Have you ever turned on the faucet to take a relaxing hot shower, only to be hit by an unpleasant stream of cold water?
It’s safe to say we’ve all experienced the inconvenience of having to wait for hot water to arrive at the faucet or shower — most of us every morning. You’ve probably grown accustomed to waiting several seconds or even a minute or two, depending on the distance to your bathroom or kitchen from your water heater in your basement, garage or utility closet on the opposite side of the house. The longer that distance, the longer the wait, the bigger the annoyance.
So why does the water coming from your “hot”-water faucet or shower run cold at first before finally turning hot? When that outlet was last turned on, hot water flowed through the pipes, right?
But once the outlet was shut off, the remaining warm water in the pipes did not return to the water heater for reheating.

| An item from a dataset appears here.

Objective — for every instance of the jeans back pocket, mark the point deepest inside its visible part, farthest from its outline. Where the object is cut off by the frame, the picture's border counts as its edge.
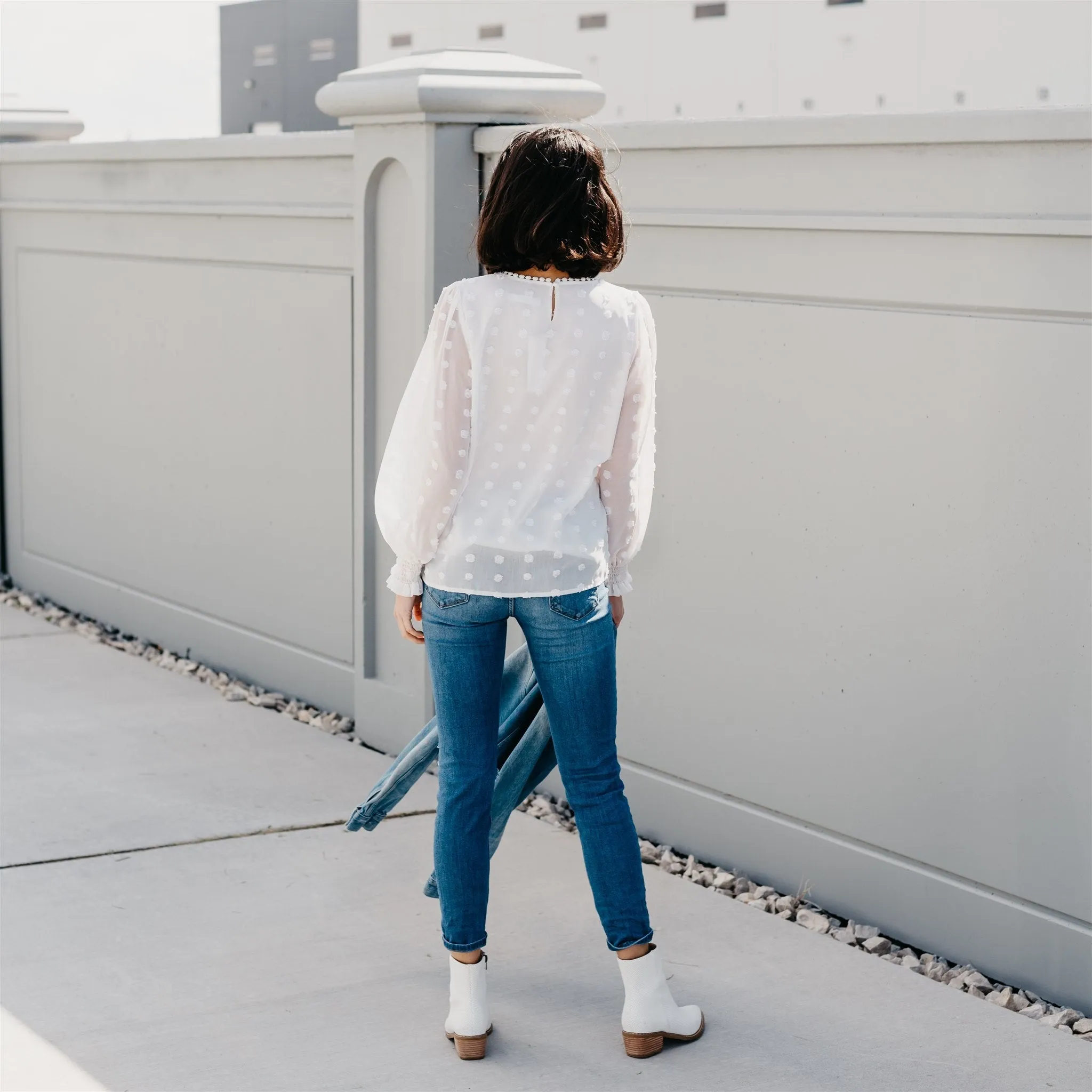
(577, 605)
(445, 600)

Instead, it stayed in the pipes and eventually turned cold. When the outlet was next turned on, this resting cold water exited the pipes first, ahead of the incoming hot water from the water heater.
Not only is this inconvenient (and downright uncomfortable if you’re standing in the shower), but a typical American home annually wastes thousands of gallons of perfectly usable potable water down the drain, thanks to lengthy wait times at hot-water outlets in the bath and kitchen.
So what’s the solution? Is it possible to get truly “instantaneous” hot water? Yes, with a hot-water recirculation system that delivers hot water with virtually no wait time.
What Is a Hot-Water Recirculation System?
A hot-water recirculation system delivers hot water to a faucet, shower or appliance in seconds, eliminating the usual water-wasting wait. The system does so by recirculating the water that remained in the pipes and eventually turned cold, back to the water heater, through either the cold-water line or a dedicated return line.
One type of recirculation system — and the focus of this blog — is a closed-loop, pump-assisted, hot-water recirculation system.
A recirculation pump can operate 24/7. But the energy savings would be nonexistent if the external circulator were always on and continuously recirculating hot water.
The most efficient type of hot-water recirculation system is an on-demand type that operates on the push of a button.
The most efficient “traditional” recirculation method would use a combination of both a temperature sensor and a timer to activate the system.
- The temperature sensor monitors the hot-water line: Once the preset temperature is reached, the pump automatically shuts off.
- A timer-activated pump has a customizable timer that can be set to run only at preprogrammed times. This type of system works to recirculate hot water only when needed; for example, first thing in the morning or later in the evening when family members take their daily showers or baths.
Recirculation System with a Dedicated Loop
Some recirculation pumps can serve as a separate, add-on component that uses a dedicated pipe loop for hot-water recirculation.
Here’s how a recirculation pump with a dedicated return line works:
- The pump is mounted on a pipe connected to the water heater to help create a fresh, hot-water circuit.
- Hot water flows from the water heater and passes near each hot-water outlet.
- The system has a cold water line, hot water line, and a third, dedicated recirculation return line that originates at the fixture that is farthest from the water heater. When the hot-water outlet isn’t open, the pump will turn on to circulate the water and allow for the water in the lines to return to the water heater. Whenever the water heater detects that the returning water is cold, it turns back on to reheat the water to the set point temperature. The result is a continuous loop of hot water.
- If the recirculation pump system is activated with a sensor or a timer, the pump kicks on to match your hot-water usage needs and, again, shuts off once the preset temperature in the return line is reached.
Recirculation System with an Integrated Pump
Some hot-water recirculation pumps are built into the water heater itself. An integrated recirculation pump is ideal if your home lacks a dedicated return line, and you want to avoid the cost of adding one.
Another option is to purchase a “crossover kit” that is sold with the water heater and acts as a substitute for a return line.
Instead of wasting energy by having hot water flow through the system continuously, some water heaters have an integral display on the front of the unit that allows homeowners to program the recirculation system to operate at specified times.
Whether you choose to install an external recirculation pump or go with a fully integrated system, the benefits for both are clear. A hot-water recirculation pump eliminates the need to wait for hot water by recirculating the water through your plumbing system, keeping hot water flowing and ready for the moment someone turns on the faucet or shower.
Hot-water recirculation dramatically reduces water waste. With time and temperature sensors, hot-water recirculation pumps can control when the recirculation kicks on, ensuring that energy is not constantly being wasted.